Integral Life Practice proposes to work on these "quadrants" in the following modules:

  • Core modules
    • Shadow (= repressed, primary, authentic emotion)
    • Mind
    • Body
    • Spirit
  • Additional modules
    • Ethics
    • Sex
    • Work
    • Emotion
    • Relationships

And it practices both "vertically" and "horizontally". "Vertical" practice works on the "depth" in each module in each quadrant, while "horizontal" practice covers the "breath" of the modules and quadrants to work on.

Since I've encountered this practical application of Integral Theory, I can't help being exited. Unfortunately, the above short schematic summary of mine can barely scratch the surface of the depth and breath of Integral Life Practice. Like many other practices it's rather difficult to learn only from a book what one is supposed to do. So I've decided to enroll in an online audiovisual course called Integral Life Practice Starter Kit. Integral Life Practice seems far more fundamental than psychotherapy, and I can also continue it after I'm forced to stop receiving professional psychotherapy mainly for financial reasons in a couple of months.

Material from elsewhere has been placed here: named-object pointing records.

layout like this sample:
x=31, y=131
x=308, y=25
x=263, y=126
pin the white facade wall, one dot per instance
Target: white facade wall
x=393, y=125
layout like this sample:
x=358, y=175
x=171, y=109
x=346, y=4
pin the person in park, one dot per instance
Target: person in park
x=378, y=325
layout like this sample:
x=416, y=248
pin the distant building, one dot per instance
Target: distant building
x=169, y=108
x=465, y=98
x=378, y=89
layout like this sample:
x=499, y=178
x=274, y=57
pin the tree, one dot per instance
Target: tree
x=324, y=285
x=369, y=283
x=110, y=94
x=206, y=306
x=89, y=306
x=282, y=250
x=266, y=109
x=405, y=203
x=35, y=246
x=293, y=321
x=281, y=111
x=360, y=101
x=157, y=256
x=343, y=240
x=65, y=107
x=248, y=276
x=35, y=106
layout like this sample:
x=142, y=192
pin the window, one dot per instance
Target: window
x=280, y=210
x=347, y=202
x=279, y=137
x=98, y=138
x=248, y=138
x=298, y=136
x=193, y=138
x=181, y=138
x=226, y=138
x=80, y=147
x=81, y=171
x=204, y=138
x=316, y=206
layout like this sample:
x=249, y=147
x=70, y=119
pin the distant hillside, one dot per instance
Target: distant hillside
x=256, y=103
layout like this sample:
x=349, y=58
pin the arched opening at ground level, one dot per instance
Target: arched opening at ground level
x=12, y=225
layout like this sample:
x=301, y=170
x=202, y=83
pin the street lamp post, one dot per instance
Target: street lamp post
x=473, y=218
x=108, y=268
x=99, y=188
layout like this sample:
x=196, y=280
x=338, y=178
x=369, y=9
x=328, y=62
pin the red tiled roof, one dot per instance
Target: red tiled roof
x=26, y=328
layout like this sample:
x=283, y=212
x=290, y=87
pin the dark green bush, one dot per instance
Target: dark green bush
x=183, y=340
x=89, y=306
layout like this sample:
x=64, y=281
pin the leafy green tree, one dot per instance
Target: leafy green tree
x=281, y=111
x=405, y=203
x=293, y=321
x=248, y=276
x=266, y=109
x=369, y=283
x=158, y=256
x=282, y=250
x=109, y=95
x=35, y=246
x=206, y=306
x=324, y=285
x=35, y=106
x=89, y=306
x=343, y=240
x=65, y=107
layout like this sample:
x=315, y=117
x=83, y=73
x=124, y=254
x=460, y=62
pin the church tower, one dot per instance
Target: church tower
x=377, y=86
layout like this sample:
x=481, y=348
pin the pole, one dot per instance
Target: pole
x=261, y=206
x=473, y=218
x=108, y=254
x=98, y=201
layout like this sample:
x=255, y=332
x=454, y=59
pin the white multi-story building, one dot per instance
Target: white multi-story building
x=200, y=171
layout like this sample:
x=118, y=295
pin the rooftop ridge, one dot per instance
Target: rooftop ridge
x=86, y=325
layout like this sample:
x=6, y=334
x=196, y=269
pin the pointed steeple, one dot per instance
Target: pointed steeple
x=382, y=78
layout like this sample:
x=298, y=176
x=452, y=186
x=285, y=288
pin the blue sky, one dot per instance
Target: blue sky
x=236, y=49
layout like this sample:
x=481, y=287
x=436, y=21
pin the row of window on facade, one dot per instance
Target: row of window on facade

What I live best in this practice is "shadow work" in the shadow module as the prerequisite for working on the other core and additional modules. Simpl(isticall)y speaking, it's to bring the repressed emotion from the past, especially from childhood, from the unconscious to consciousness and liberate oneself from its shackles in the present. I'll also continue my "shadow work" using other books I've found. It will affect me not only in my treatment of OCPD but in my life in general.

In order to better understand Integral Life Practice and implement it into my life I've also decided to read some of the books by Ken Wilber himself, including A Brief History of Everything, A Theory of Everything, Integral Psychology, Integral Spirituality, and Integral Meditation.